GitHub Will Use Copilot Interaction Data From Free, Pro, And Pro+ Users To Train AI Models

GitHub has announced that starting April 24, interaction data from Copilot Free, Pro, and Pro+ users will be used to train and improve its AI models. Users are opted in by default and must manually disable the setting if they do not want their data used for training. Copilot Business and Enterprise users are excluded from the change.

The announcement, published by GitHub Chief Product Officer Mario Rodriguez, describes the data that may be collected when the setting is enabled: accepted or modified outputs, inputs and code snippets sent to Copilot, code context surrounding the cursor position, comments and documentation, file names, repository structure, navigation patterns, interactions with Copilot features including chat and inline suggestions, and thumbs up/down feedback on suggestions. Users who previously opted out of GitHub’s prompt and suggestion collection setting will have their preference carried over.

GitHub frames the change as necessary to improve model performance. The company says it has already been incorporating interaction data from Microsoft employees and has seen increased suggestion acceptance rates across multiple languages as a result. The FAQ accompanying the announcement states that the change will go into effect on April 24, giving users 30 days’ advance notice.

The scope of the data collection has drawn scrutiny. Private repository code can be collected and used for training when a user is actively working with Copilot in that repository. GitHub distinguishes between code “at rest,” which it says it does not access, and code actively sent to Copilot during a session, which falls within the scope of the new policy. The collected data may also be shared with GitHub affiliates, as defined in the FAQ, as companies in the same corporate family, primarily Microsoft and its subsidiaries. Third-party model providers do not receive this data for their own training purposes.

Community reaction has been negative, as in the GitHub community discussion, developers criticized the opt-in-by-default approach, with several calling it a dark pattern, such as burnhamup:

Dark pattern to not actually link to the page to update your settings in the email with instructions to disable it.

Another inakarmacoma noted that the opt-out setting was not available through GitHub’s mobile app. On Reddit, a thread with over 1,000 upvotes raised concerns about model collapse from training on AI-generated code, which now makes up a growing share of GitHub repositories, as well as questions about whether the opt-out toggle provides any enforceable guarantee.

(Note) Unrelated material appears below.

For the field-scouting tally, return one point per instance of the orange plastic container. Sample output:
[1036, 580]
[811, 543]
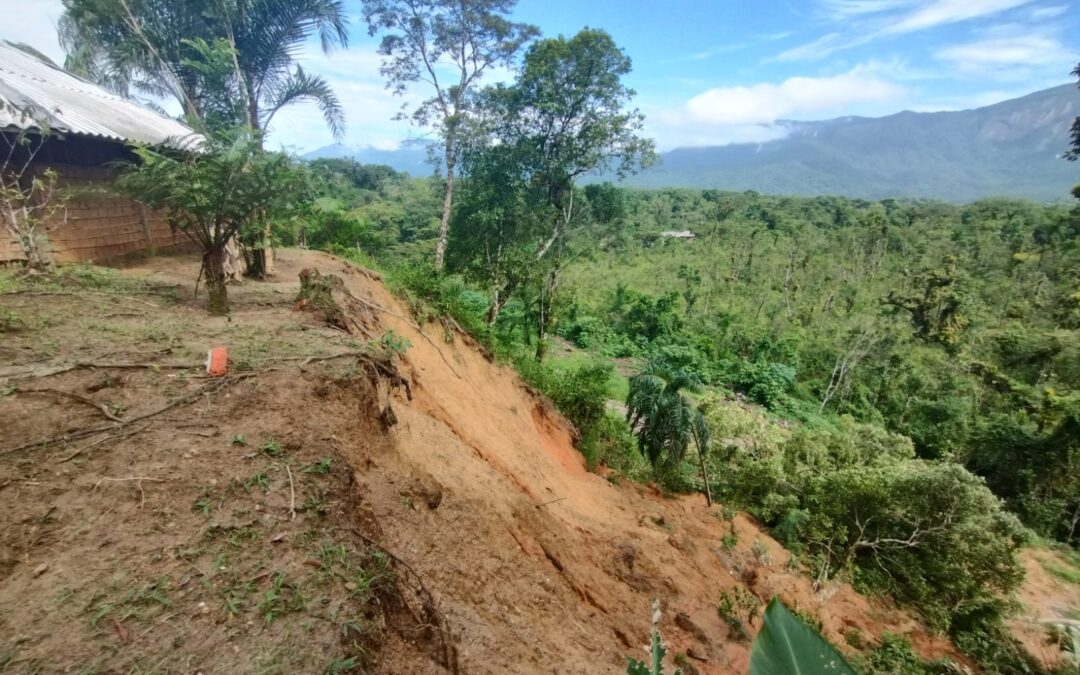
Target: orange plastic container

The policy also raises questions for organizations using personal-tier Copilot licenses. One developer in the GitHub discussion noted that individual users within an organization typically do not have the authority to license their employer’s source code to third parties. Yet, the opt-out is enforced at the user level, not the organization level. A single team member who does not opt out could potentially expose proprietary code through their Copilot interactions. GitHub’s FAQ addresses this partially, stating that interaction data from users whose accounts are members of or outside collaborators with a paid organization will be excluded from model training, and that data from paid organization repositories is never used, regardless of the user’s subscription tier.

One Reddit commenter, NeatRuin7406, framed the competitive dimension of the issue more broadly, arguing that the opt-out framing misses the structural problem:

When you use copilot, you’re not just getting suggestions, you’re implicitly teaching the model what good code looks like in your domain. Your proprietary patterns, architecture decisions, domain-specific idioms, naming conventions, all get folded into a general model. That model then improves suggestions for everyone else, including your direct competitors who use the same tool.

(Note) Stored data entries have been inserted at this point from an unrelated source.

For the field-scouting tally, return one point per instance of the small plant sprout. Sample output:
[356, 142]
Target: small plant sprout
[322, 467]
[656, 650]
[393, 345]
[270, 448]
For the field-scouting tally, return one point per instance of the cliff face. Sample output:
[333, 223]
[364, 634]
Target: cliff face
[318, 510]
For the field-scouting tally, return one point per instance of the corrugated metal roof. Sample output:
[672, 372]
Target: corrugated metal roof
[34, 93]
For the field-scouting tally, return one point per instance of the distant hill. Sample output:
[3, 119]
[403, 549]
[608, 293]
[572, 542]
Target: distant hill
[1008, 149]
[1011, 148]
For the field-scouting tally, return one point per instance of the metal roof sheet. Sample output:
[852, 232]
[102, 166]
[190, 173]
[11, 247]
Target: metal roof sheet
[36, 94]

Another commenter raised potential GDPR concerns, arguing that GitHub’s stated lawful basis of “legitimate interest” for processing personally identifiable information may not hold up under EU law, since the rights and freedoms of data subjects could be considered overriding in this case.

GitHub’s FAQ acknowledges the comparison to competitors, noting that Microsoft, Anthropic, and JetBrains take similar approaches to using interaction data for model training. Users can opt out at any time through their Copilot settings under the “Allow GitHub to use my data for AI model training” heading.